Pour la CTIF, « la présomption est grande que les investissements observés ci-dessus aient été effectués pour le compte de Francesco (NDLR: son vrai prénom) Fornieri, ce dernier disposant manifestement d’informations privilégiées » . Le CEO de Mithra savait en effet à l’avance ce que la société allait annoncer publiquement le 7 janvier 2019. « Les plus-values réalisées seraient dès lors le résultat d’un délit boursier », poursuit la CTIF. Qui ajoute: « La revente d’une partie des actions en réalisant une plus-value constituerait dès lors le blanchiment de capitaux provenant d’un délit boursier. » La plus-value de 9 450 euros réalisée le 5 mars 2019 par Di Giovanni, en transformant des actions « salement » acquises en argent liquide « neutre », serait donc une opération de blanchiment.

La « face cachée » de Di Giovanni

Le rapport de la CTIF dévoile aussi la « face cachée » de Samuel Di Giovanni, généralement présenté comme un self-made man bosseur et intègre, ayant réussi à la force du poignet: « Samuel Di Giovanni est connu des services de police belges pour différents faits.
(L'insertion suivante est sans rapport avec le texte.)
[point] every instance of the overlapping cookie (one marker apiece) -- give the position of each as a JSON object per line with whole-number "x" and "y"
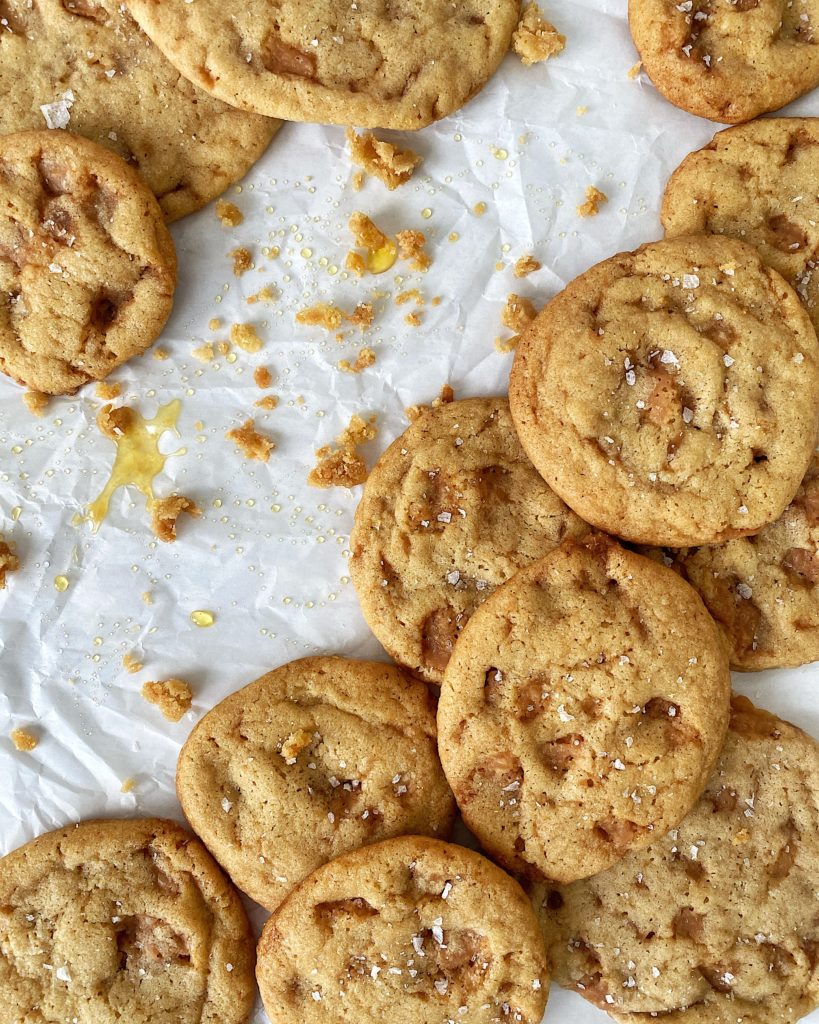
{"x": 451, "y": 510}
{"x": 583, "y": 710}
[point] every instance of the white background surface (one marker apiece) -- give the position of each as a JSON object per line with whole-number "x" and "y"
{"x": 270, "y": 559}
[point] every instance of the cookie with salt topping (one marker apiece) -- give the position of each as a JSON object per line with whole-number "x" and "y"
{"x": 314, "y": 759}
{"x": 671, "y": 395}
{"x": 715, "y": 923}
{"x": 122, "y": 920}
{"x": 451, "y": 510}
{"x": 583, "y": 710}
{"x": 407, "y": 930}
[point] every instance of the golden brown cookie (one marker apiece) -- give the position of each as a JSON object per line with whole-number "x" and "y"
{"x": 756, "y": 182}
{"x": 671, "y": 395}
{"x": 309, "y": 762}
{"x": 368, "y": 64}
{"x": 453, "y": 509}
{"x": 728, "y": 59}
{"x": 583, "y": 710}
{"x": 87, "y": 266}
{"x": 123, "y": 921}
{"x": 717, "y": 922}
{"x": 408, "y": 930}
{"x": 764, "y": 590}
{"x": 85, "y": 65}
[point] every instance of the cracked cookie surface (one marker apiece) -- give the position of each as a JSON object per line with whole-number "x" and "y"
{"x": 312, "y": 760}
{"x": 583, "y": 710}
{"x": 410, "y": 930}
{"x": 728, "y": 59}
{"x": 671, "y": 395}
{"x": 756, "y": 182}
{"x": 375, "y": 64}
{"x": 717, "y": 922}
{"x": 87, "y": 266}
{"x": 91, "y": 67}
{"x": 127, "y": 920}
{"x": 451, "y": 510}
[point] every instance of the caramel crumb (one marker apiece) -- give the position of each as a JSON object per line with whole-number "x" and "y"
{"x": 411, "y": 247}
{"x": 364, "y": 358}
{"x": 594, "y": 200}
{"x": 382, "y": 160}
{"x": 243, "y": 261}
{"x": 245, "y": 336}
{"x": 36, "y": 401}
{"x": 251, "y": 442}
{"x": 228, "y": 213}
{"x": 24, "y": 740}
{"x": 109, "y": 391}
{"x": 526, "y": 265}
{"x": 535, "y": 39}
{"x": 115, "y": 422}
{"x": 131, "y": 663}
{"x": 344, "y": 467}
{"x": 172, "y": 696}
{"x": 165, "y": 512}
{"x": 8, "y": 562}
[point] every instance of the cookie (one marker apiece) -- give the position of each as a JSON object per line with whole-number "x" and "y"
{"x": 763, "y": 591}
{"x": 89, "y": 68}
{"x": 583, "y": 710}
{"x": 368, "y": 64}
{"x": 453, "y": 509}
{"x": 127, "y": 921}
{"x": 670, "y": 395}
{"x": 87, "y": 266}
{"x": 716, "y": 923}
{"x": 756, "y": 182}
{"x": 309, "y": 762}
{"x": 408, "y": 930}
{"x": 728, "y": 59}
Il est notamment connu pour des infractions en matière de travail (travail au noir, travailleurs étrangers…), fraude à la TVA… » Les dossiers pointés par la CTIF pour les infractions en matière de travail datent de 2009, 2010 et 2017. Le dossier de fraude à la TVA a, lui, été ouvert en 2009. La CTIF, qui se documente dans différentes bases de données, souligne que « Francesco Fornieri et Samuel Di Giovanni se connaissent bien » et qu' »ils apparaissent par ailleurs ensemble dans une information policière de 2018. »

L’alibi des parts de société

Lorsque Le Vif a révélé, en janvier 2020, l’existence d’une instruction judiciaire ouverte pour délit d’initié à l’encontre de François Fornieri, ce dernier a dénoncé une « chasse à l’homme » orchestrée par la justice liégeoise. Il a justifié les 887 234 euros versés à Di Giovanni comme étant un rachat de parts de deux sociétés fondées par ce dernier: 687 234 euros pour acquérir 207 actions de Protection Unit, et 200 000 euros pour obtenir 1 230 actions de Just4Eat.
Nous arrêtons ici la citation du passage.